Understanding the 503 Error

The key for fixing the ‘503 Server is Busy’ Error is understanding it. Power BI typically indicates that the Data Source (in this case Azure Data Lake Gen2 service) has reached its rate limits. Azure services, including Azure Data Lake Gen2, have rate limits in place to prevent excessive usage and ensure fair resource allocation.

The Rate Limits for Data Lake Gen 2 can be found in the table below.

ResourceTarget
Maximum size of single blob containerSame as maximum storage account capacity
Maximum number of blocks in a block blob or append blob50,000 blocks
Maximum size of a block in a block blob4000 MiB
Maximum size of a block blob50,000 X 4000 MiB (approximately 190.7 TiB)
Maximum size of a block in an append blob4 MiB
Maximum size of an append blob50,000 x 4 MiB (approximately 195 GiB)
Maximum size of a page blob8 TiB2
Maximum number of stored access policies per blob container5
Target request rate for a single blobUp to 500 requests per second
Target throughput for a single page blobUp to 60 MiB per second2
Target throughput for a single block blobUp to storage account ingress/egress limits1
Click here for the Microsoft Learn Documentation

As the documentation states: When your application reaches the limit of what a partition can handle for your workload, Azure Storage begins to return error code 503 (Server Busy) or error code 500 (Operation Timeout) responses.
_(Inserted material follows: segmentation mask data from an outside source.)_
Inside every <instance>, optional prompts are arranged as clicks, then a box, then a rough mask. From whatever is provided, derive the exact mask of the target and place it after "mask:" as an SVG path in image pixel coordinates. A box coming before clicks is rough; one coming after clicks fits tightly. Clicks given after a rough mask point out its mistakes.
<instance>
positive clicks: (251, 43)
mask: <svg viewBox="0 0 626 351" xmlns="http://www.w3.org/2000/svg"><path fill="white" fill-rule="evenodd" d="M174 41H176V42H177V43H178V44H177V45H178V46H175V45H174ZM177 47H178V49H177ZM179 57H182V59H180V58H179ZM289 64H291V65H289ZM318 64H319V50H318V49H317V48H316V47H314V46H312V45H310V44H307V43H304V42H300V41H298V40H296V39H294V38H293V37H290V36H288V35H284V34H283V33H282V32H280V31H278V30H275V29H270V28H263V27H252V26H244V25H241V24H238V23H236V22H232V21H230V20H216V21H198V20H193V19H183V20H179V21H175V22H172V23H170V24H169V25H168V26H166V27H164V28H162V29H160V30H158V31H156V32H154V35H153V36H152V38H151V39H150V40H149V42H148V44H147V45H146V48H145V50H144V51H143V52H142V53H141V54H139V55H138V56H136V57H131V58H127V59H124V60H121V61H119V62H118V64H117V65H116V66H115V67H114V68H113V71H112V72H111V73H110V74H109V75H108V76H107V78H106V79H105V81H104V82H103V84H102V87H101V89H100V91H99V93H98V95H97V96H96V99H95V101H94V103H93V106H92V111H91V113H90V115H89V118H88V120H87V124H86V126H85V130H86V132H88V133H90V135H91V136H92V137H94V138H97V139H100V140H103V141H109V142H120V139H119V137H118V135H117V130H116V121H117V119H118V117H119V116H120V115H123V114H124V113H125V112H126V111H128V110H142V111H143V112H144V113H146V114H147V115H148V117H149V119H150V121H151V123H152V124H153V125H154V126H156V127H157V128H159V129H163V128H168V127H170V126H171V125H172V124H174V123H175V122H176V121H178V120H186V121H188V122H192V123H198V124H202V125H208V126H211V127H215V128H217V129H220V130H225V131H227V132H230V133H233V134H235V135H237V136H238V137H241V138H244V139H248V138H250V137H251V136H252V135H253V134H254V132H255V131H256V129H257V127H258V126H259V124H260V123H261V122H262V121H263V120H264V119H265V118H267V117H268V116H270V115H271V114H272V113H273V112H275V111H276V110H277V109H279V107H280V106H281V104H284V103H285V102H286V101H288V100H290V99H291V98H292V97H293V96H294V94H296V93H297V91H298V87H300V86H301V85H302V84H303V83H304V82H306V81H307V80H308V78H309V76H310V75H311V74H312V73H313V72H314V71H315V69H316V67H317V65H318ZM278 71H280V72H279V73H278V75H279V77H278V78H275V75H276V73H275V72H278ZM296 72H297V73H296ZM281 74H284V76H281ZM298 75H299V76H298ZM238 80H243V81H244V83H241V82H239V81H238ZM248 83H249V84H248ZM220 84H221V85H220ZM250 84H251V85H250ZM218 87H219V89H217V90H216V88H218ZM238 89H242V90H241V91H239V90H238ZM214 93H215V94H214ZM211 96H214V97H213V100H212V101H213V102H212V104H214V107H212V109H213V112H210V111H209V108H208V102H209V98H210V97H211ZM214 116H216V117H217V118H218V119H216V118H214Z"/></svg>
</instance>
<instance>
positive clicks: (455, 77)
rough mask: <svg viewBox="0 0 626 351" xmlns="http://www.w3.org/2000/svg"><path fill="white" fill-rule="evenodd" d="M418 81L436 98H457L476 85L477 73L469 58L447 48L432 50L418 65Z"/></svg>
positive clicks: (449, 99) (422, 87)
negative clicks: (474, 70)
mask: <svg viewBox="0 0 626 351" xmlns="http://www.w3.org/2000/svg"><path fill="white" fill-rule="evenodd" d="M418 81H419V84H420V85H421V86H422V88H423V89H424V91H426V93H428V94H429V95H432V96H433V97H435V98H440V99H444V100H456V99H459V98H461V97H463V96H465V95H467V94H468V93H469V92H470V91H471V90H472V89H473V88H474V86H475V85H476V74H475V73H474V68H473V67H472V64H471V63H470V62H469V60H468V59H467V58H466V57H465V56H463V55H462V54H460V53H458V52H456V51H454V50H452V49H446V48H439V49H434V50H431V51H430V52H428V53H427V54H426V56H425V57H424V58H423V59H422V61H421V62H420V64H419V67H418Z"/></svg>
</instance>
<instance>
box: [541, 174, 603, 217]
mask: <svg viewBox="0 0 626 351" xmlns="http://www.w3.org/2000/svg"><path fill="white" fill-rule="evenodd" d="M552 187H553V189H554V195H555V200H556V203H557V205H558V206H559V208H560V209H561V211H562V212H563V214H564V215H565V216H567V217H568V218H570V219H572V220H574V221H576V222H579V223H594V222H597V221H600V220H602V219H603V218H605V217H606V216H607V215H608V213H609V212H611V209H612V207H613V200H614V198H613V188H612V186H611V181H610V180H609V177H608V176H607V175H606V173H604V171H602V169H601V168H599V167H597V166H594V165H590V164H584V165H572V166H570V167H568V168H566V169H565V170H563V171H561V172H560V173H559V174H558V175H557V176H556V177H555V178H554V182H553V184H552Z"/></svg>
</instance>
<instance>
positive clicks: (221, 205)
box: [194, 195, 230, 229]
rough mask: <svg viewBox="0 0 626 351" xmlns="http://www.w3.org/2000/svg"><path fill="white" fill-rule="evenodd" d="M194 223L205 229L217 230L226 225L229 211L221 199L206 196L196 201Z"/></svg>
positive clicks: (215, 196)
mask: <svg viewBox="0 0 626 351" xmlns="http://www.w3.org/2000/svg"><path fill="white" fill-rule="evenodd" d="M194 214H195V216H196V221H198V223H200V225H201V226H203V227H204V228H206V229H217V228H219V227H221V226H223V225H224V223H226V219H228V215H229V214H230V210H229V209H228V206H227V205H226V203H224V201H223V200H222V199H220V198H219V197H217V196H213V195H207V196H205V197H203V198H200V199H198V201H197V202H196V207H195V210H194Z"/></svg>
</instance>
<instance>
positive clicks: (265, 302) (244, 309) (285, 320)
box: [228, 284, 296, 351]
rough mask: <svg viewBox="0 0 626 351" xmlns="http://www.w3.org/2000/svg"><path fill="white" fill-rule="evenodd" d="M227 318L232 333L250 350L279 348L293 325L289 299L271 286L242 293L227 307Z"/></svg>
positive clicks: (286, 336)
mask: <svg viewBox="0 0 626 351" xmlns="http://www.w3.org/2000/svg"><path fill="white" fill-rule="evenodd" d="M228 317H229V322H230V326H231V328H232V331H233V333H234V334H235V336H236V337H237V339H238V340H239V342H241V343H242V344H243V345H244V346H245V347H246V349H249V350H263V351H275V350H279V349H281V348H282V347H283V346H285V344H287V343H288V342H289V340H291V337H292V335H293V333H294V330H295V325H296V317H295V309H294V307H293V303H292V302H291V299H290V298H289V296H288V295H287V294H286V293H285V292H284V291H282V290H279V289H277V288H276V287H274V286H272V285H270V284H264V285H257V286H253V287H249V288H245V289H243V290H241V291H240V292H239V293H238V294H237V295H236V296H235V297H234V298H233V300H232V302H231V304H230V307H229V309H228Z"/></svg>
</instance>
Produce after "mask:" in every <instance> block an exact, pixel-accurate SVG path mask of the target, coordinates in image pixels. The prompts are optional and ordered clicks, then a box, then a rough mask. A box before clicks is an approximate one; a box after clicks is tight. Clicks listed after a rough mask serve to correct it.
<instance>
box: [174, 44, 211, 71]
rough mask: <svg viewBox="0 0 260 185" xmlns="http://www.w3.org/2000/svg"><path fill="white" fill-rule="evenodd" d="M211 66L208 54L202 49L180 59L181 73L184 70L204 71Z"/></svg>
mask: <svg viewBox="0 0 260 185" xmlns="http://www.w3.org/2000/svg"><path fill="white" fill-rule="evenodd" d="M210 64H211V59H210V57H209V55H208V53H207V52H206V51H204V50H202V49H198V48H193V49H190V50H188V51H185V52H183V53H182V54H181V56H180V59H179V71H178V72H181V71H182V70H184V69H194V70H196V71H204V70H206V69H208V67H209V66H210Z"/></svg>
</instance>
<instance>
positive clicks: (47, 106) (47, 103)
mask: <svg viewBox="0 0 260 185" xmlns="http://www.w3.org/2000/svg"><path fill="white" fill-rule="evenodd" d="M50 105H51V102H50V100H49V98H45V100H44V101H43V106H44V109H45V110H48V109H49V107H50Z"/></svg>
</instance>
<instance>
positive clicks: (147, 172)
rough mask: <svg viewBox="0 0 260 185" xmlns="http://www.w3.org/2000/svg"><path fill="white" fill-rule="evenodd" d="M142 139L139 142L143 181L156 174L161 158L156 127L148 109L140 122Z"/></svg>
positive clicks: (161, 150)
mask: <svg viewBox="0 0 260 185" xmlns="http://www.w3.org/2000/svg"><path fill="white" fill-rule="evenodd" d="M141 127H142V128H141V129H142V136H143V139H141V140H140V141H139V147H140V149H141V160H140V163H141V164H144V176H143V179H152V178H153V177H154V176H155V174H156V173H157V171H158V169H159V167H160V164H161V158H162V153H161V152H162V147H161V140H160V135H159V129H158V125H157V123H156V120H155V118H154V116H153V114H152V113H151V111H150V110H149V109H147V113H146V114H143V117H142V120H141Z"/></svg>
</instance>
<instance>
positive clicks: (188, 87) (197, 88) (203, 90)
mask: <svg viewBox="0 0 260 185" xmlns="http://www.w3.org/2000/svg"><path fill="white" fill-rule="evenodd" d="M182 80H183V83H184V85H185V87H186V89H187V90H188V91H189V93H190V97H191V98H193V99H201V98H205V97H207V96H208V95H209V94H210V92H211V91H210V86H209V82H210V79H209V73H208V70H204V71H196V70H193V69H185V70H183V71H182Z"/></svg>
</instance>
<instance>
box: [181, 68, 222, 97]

If 503 errors are occurring, consider modifying your application to use an exponential backoff policy for retries. The exponential backoff allows the load on the partition to decrease, and to ease out spikes in traffic to that partition.

To prevent the Error, you can check for the following (while 1. fixed it for me)

  1. Simultaneous Refreshes: When multiple Dataflows in your Power BI workspace are refreshed simultaneously, it can overload the Azure Data Lake Gen2 service, leading to rate limit violations. In this case, make sure, that every dataflow consumes the Data Source at another time. (1am, 2am, 3am… you get the point).
  2. High Data Volume: If your Dataflows are processing large volumes of data, they may consume more resources, pushing the service closer to its rate limits.
  3. Frequent Data Updates: If new data is continuously flowing into Azure Blob storage from Azure Synapse Link or other sources, it can exacerbate the rate limit issues.

Howevery, if you are not successfull witht he debugging, you might contact Azure support to inquire about increasing the rate limits for your Azure Data Lake Gen2 service if you consistently encounter rate limit errors. They may be able to adjust the limits based on your specific requirements. You will need a paied support plan for creating support tickets in azure, just keept that in mind.

Conclusion

Encountering the “Server is Busy” error in Power BI due to Azure Data Lake Gen2 rate limits is a common challenge when working with large datasets and frequent data updates. By optimizing refresh schedules, scaling resources, implementing error monitoring, and collaborating with Azure support, you can mitigate these issues and ensure your Power BI Dataflows remain reliable and up-to-date.

Remember that the key to a successful data integration strategy is a combination of smart scheduling, resource management, and proactive monitoring to address any potential bottlenecks and keep your Power BI reports running smoothly.